Excision of incarcerated, gangrenous small bowel in a patient with septic shock
A 49 yr old lady presented to the hospital with a 4 day history of abdominal pain. She was a patient with a high BMI of about 35, known to have Diabetes and hypertension. She was diagnosed to have an incarcerated incisional hernia. Echo at the time of admission showed hypokinesia of the inferior wall. She had a fair LV function with an EF of 58%.
She underwent an emergency laparotomy and incarcerated*, gangrenous** small bowel was found in an incisional hernia. Gangrenous bowel was excised and end to end anastomosis was done by the surgical team. She developed septic shock post op and required high ionotropic support. She developed oliguric AKI with metabolic acidosis. In view of circulatory shock, she was provided CRRT*** support in ICU for 36 hrs by the Nephrology and intensive care teams. She made a good recovery and renal function normalized. She was discharged in a stable condition.
*Incarcerated hernia is when a part of the bowel protrudes out of the abdomen and cannot be pushed inside.
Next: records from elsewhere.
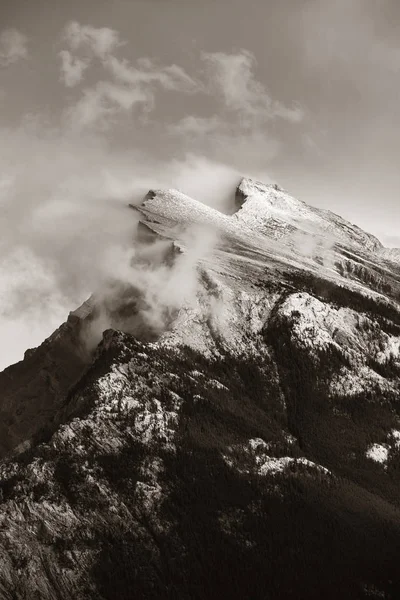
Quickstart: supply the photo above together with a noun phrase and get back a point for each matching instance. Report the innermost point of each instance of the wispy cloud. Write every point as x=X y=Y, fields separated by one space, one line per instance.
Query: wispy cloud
x=125 y=86
x=13 y=46
x=72 y=68
x=232 y=77
x=99 y=41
**gangrene is the death of a body tissue due to lack of Oxygen suppy
*** CRRT is a 24 hour non-stop dialysis done in patients who are extremely unwell and have kidney failure.
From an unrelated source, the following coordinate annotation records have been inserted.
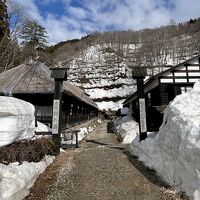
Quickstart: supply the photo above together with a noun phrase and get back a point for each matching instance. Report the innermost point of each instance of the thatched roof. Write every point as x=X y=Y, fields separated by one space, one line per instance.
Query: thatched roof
x=32 y=78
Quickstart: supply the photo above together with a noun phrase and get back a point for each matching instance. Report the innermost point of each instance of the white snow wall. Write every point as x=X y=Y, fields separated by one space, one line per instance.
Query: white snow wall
x=17 y=120
x=175 y=151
Catheter direct thrombolysis of occluded SMA
A 45 yr old male patient was diagnosed with peripheral vascular disease in 2017 when he had presented with claudication pain in the left lower limb. He was a chronic smoker. CT angio at that time revealed diffuse atherosclerotic disease with significant narrowing and non opacifation of right internal iliac, bilateral femoral, popliteal and tibial arteries. He was treated with Aspirin, Clopidogrel, Heparin, Cilostazol and Pentoxifylline. He was later given 6 cycles of PGE-1 therapy with which he had partial improvement. Since late 2019, he was poorly compliant to medication with irregular follow up with recurrence of claudication pain.
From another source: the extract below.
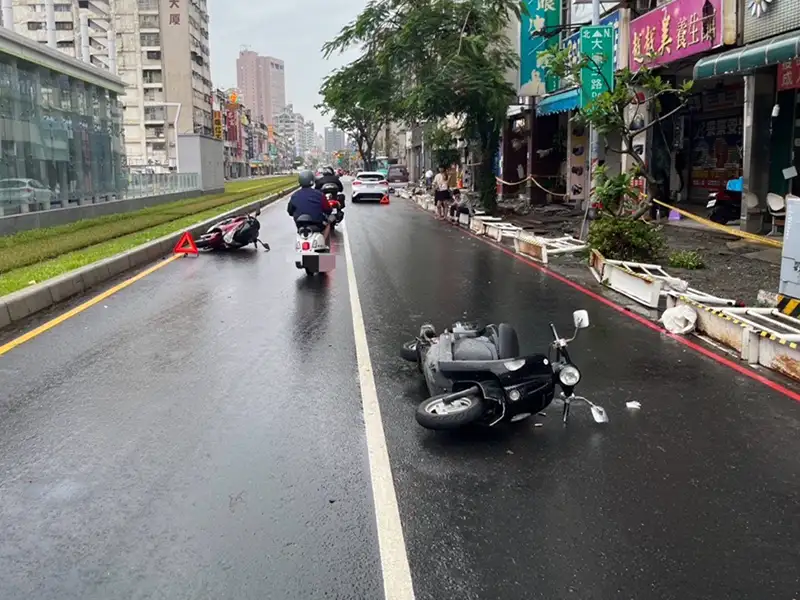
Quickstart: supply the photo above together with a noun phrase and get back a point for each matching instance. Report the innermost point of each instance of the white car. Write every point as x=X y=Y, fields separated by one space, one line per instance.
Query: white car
x=19 y=192
x=369 y=185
He presented now with a one week history of left sided abdominal pain, predominantly after food intake associated with black stools. A possibility of mesenteric ischemia was considered and USG abdomen with Doppler revealed thickened jejunal folds with SMA thrombosis. CT angiogram also revealed SMA thrombosis with circumferential thickening of jejunum with associated fat stranding. He was anticoagulated with UFH while monitoring APTT and was later changed to LMWH. He was monitored for any evidence of bowel gangrene. He continued to have pain abdomen following food intake. Doppler after 5days and 10 days of heparin therapy revealed non clearance of thrombus with no blood flow. Then we took the help of our esteemed and very experienced cardiology colleagues.
Patient was taken up for SMA intervention. Occlusion of SMA was confirmed via angiography (1). SMA was crossed with a pilot wire and dilated with 4 mm balloon. Flow not established despite dilatation. In view of persistent thrombosis, reperfusion Catheter was placed in SMA and Streptokinase was infused over 48 hrs at 1ml / hr resulting in good reperfusion (2).